Mengapa dia menyebut saya ‘Yahudi’ ”? Saya tidak pernah melihat dia sebelumnya.
Mengapa dia membenci saya yang belum pernah dikenalnya?” |
Saya dilahirkan pada saat di mana seluruh dunia berada dalam kekacauan karena perang dunia pertama. Banyak orang menderita kelaparan. Saya dilahirkan di keluarga Yahudi ortodok rabbinic dan chasidic. Walaupun orang tua saya miskin saat itu, mereka mengirim kami, anak laki-lakinya, ke sekolah agama ortodok yang mahal. Saya mempunyai tiga saudara laki-laki dan satu saudara perempuan. Satu-satunya keinginan ayah saya adalah agar kami empat putranya menjadi rabi (pendeta Yahudi). Pada usia 5 tahun saya sudah pergi ke Cheder dan duduk di kelas satu dan pada usia 7 tahun saya sudah bisa membaca dalam bahasa Ibrani. Pada usia 9 saya diperkenalkan kepada lima buku dari Musa dan komentator Alkitab “Rashi”, dan juga buku hukum Yahudi kuno yang sekarang sudah ditinggalkan, yaitu “Talmud”. Saat saya berumur 10-11 tahun, Talmud mengungguli semua buku lainnya dan menjadi buku pegangan utama untuk hidup saya 10 tahun berikutnya. Pada usia 13 tahun saya memulai kehidupan religius yang mandiri. Saya diberitahukan bahwa kami anak-anak berada dalam jurisdiksi ayah kami sampai usia 13; setelah usia itu kami bebas dari pengawasan ayah kami; kami sendiri bertanggung jawab atas dosa kami. Karena itu, setelah saya berusia 13, saya dibawa ke synagoge (tempat ibadah orang Yahudi) dimana ayah saya mengucap syukur pada Tuhan karena ia telah melepaskan dosa-dosa saya.

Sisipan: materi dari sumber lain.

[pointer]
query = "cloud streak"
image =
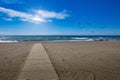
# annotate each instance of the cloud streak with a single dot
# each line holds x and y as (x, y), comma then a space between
(37, 16)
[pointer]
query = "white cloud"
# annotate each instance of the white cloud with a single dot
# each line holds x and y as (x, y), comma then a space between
(38, 16)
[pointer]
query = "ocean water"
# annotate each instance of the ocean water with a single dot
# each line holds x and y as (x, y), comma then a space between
(55, 38)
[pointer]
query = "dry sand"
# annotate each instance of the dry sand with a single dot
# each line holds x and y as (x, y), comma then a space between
(99, 60)
(12, 58)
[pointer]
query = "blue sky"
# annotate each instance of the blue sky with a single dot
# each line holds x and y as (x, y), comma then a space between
(60, 17)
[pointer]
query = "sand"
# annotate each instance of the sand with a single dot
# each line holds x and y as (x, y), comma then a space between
(12, 58)
(98, 60)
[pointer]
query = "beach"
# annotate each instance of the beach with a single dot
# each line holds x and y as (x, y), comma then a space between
(85, 60)
(12, 58)
(97, 60)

Orang tua saya penganut ortodok yang sangat keras. Ayah saya adalah seorang rabi. Ia pergi ke synagoge tiga kali sehari untuk berdoa. Kami mempelajari hukum-hukum Yahudi sesuai dengan Talmud, orang tua kami menginginkan agar anak-anaknya juga mengikuti jejak ayahnya dan tetap menjadi Yahudi ortodok. Keluarga kami tinggal di kota kecil di Congress-Polandia dekat dengan Warsawa. 500 keluarga Yahudi dan 800 keluarga Polandia tinggal di sana, tetapi orang Yahudi dan orang Polandia dipisahkan oleh empat “tembok Cina”:
Ada beribu-ribu lagi perbedaan antara orang Yahudi dan orang Polandia – perbedaan adat istiadat, gaya hidup, kelakuan, temperamen, dan penampilan. Kepentingan dan harapan mereka juga berbeda. Sulit untuk melukiskan dengan kata-kata hal-hal yang memisahkan kami. Kami adalah dua kelompok orang yang tinggal di satu wilayah, di bawah langit indah Polandia. Kami sama-sama makan roti Polandia yang menyehatkan dan bernafas dengan udara bersih yang sama. Namun kami merasa asing terhadap satu sama lain seperti timur dan barat.
Ketika saya berusia 6 tahun, saya berusaha untuk pergi keluar dari “ghetto” orang Yahudi. Tiba-tiba seorang anak laki-laki bukan Yahudi melemparkan saya dengan batu sambil berteriak: “Yahudi, Yahudi!”. Saya, sebagai seorang anak kecil tidak tahu kalau orang Yahudi dibenci oleh orang bukan Yahudi. Karena itu saya sangat kaget dan takut. Saya lari kembali ke rumah dan memberitahukan ibu saya bahwa seorang anak laki-laki melempar saya dengan batu dan menyebut saya, “Yahudi, Yahudi!”. “Mengapa anak laki-laki itu melempar saya dengan batu? Mengapa dia menyebut saya ‘Yahudi’? Saya tidak pernah melihat dia sebelumnya. Mengapa dia membenci saya yang belum pernah dikenalnya?” “Dia adalah orang Kristen dan orang Kristen benci orang Yahudi. Bahkan jika dia tidak mengenalmu, dia adalah musuhmu.” “Tetapi mengapa dia adalah musuhku?” Saya bertanya terus. “Dia percaya apa yang diajarkan padanya. Pendetanya, gurunya, orang tuanya mengajarkan dia untuk membenci orang Yahudi. Karena itu dia membencimu tanpa sebab. Tapi saat Mesias kita datang, kita akan menjadi kepala, bukan lagi ekor. Saat itu kita akan kembali ke Palestina dan tidak seorangpun akan menyerang kita lagi.” “Tetapi kapankah Mesias itu datang?” Saya terus bertanya. “Kita tidak tahu waktu tepatnya, Tapi Ia akan datang suatu hari. Kesusahan kita karena perlakuan orang Kristen akan berakhir.” Harapan akan datangnya Mesias menyertai saya sepanjang hidup. Hal itu memberi saya kekuatan untuk menanggung kesengsaraan dan penghinaan dari tetangga saya yang bukan orang Yahudi.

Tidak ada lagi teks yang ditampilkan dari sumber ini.